Sunday, July 13, 2008

Australia lagging in energy efficiency: report

ABC News Online, Posted 5 hours 29 minutes ago 

Updated 2 hours 40 minutes ago

The Climate Institute says Australia will squander its opportunities to reduce emissions unless it tackles its poor performance in energy efficiency and productivity.

A new report shows developed and developing countries are more competitive in energy production than many sectors of the Australian economy.

It found Australia is the second most inefficient of the Organisation for Economic Cooperation and Development (OECD) countries for manufacturing, and has the third most energy hungry economy - behind the United States and Canada.

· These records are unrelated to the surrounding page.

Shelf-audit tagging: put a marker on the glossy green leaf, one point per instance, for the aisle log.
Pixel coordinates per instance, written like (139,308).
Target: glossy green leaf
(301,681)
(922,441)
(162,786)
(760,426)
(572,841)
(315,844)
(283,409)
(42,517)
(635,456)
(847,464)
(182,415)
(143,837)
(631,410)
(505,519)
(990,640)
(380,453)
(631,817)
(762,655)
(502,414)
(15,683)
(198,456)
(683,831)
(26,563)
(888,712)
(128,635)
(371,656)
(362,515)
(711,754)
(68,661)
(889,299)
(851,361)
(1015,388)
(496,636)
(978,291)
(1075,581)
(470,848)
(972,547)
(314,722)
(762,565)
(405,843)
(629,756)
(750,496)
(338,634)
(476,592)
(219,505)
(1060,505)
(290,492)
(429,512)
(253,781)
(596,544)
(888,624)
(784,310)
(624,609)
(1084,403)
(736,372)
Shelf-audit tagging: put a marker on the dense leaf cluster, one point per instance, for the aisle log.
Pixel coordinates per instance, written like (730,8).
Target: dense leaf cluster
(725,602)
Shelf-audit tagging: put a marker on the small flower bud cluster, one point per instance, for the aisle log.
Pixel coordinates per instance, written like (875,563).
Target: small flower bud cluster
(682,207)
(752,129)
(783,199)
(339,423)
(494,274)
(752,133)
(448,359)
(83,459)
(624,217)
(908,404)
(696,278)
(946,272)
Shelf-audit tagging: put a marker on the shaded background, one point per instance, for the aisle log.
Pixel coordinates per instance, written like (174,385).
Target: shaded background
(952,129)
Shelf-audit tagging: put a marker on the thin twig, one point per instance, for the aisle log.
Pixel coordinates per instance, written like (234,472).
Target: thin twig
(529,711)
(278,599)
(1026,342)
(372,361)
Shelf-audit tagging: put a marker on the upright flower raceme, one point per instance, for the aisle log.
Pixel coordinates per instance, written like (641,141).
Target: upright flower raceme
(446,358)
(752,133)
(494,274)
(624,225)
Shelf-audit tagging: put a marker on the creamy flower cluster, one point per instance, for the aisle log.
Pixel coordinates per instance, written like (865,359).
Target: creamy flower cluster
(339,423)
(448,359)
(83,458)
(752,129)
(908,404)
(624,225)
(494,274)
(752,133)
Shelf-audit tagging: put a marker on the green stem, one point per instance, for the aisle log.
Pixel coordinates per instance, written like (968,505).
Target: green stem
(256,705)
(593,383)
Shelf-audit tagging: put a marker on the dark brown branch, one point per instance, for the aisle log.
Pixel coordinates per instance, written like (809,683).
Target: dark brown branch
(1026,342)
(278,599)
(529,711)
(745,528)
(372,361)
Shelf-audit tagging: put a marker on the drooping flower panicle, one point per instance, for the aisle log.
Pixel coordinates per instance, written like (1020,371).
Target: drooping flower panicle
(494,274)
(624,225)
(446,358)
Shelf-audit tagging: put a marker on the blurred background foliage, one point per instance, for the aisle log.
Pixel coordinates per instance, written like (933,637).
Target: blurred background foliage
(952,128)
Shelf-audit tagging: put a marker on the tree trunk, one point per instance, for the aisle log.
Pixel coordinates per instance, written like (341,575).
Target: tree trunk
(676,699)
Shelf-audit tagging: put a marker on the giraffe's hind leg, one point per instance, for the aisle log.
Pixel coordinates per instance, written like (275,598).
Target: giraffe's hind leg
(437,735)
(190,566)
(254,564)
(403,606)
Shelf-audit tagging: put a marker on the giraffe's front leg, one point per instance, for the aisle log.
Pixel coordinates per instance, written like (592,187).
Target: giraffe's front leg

Climate Institute CEO John Connor says the Government needs to have a strong national energy efficiency strategy, with a timeline of no later than 2015.

"That will require a suite of policies from building performance standard, appliance standards, much greater information and even looking at energy efficiency targets, particularly if we have a soft start to the emissions trading," he said.

Mr Connor says some of the more modern aluminium smelters in Africa have better efficiency standards than many Australian smelters.

"It does blow the myth somewhat that just because some plant may move overseas, means that there is carbon leakage or greater emissions as a result," he said.

"If Australian plants want to be at world's best practice, they need to get up to date, make the investments that are necessary, and that in many sectors have been neglected."

Aluminium jobs

Meanwhile, the Australian Workers Union (AWU) is warning 15,000 aluminium sector jobs could be lost if the Government does not properly protect the industry under an emissions trading scheme.

The Government's plans on emissions trading are likely to become clearer on Wednesday when it releases a discussion paper on the issue.

AWU leader Paul Howes says the union is worried jobs will disappear overseas.

"If we were to sign an ETS that would force the aluminium out of our country, it's not like a global aluminium company is going to stop making aluminium and that could actually lead to the climate change issue becoming worse," he said.